To make progress, we must invent novel software methodologies. We must understand what kinds of languages are appropriate for describing amorphous computational processes. We must isolate appropriate primitive computational mechanisms and develop powerful means for combining and abstracting them.
Previous work in massively parallel computing systems may provide some guidance in these investigations. For example, wizards of cellular automata and fine-grained parallel processors have devised remarkable algorithms that marshal immense resources effectively. They have also developed significant linguistic support for describing these algorithms. Amorphous computing presents a greater challenge, because its mechanisms must be independent of the detailed configuration and reliability of the elements. For example, smart paint should be able to determine geometric properties of the surface that it coats without initial knowledge of the positions of the paint's computational elements.

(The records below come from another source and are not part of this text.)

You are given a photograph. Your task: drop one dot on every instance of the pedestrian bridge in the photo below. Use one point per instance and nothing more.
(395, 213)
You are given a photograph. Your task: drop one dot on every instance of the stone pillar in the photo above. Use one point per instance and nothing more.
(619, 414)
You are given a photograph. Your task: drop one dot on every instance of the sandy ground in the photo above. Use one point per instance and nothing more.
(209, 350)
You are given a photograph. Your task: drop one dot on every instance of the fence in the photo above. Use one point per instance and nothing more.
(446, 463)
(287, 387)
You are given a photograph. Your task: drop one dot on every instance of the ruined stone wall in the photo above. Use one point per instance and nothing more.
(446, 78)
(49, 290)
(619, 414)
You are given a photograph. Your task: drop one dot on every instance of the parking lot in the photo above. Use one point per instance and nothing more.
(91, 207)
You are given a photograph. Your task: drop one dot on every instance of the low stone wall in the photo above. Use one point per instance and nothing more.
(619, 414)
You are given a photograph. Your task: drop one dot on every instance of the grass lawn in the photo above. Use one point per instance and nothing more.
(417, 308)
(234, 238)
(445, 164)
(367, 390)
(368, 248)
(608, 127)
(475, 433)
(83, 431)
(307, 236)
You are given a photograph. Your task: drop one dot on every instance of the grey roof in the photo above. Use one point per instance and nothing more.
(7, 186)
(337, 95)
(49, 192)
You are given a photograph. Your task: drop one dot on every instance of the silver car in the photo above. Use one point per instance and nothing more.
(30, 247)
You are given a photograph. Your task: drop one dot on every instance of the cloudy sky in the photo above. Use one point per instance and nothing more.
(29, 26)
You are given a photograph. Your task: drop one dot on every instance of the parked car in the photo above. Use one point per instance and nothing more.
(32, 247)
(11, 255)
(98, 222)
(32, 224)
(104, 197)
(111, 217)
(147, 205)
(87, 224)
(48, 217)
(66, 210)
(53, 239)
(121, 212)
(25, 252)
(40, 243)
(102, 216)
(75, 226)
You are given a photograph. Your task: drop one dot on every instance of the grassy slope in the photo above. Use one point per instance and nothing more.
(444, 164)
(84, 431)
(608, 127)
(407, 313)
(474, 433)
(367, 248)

Another source of ideas may be research into self-organizing systems, which has exhibited how some coherent behaviors of large-scale systems can ``emerge'' from purely local interactions of individual elements. Amorphous computing may exploit similar phenomena, but it is not our goal to study the principles of self-organization per se. As engineers, we want to construct systems so that they end up organized to behave as we a priori intend, not merely as they happen to evolve.
Although the programming methodology for amorphous computing can be partially explored in simulation, real intelligent materials must be developed and demonstrated. This is technically challenging, because the available power-distribution and communication technologies require precision interconnect to be robust.
Amorphous computing needs to be demonstrated on a few convincing applications. For example, we could construct a ``sensitive room'' by painting the walls with paint that incorporates computation, light sensors, and vibration sensors.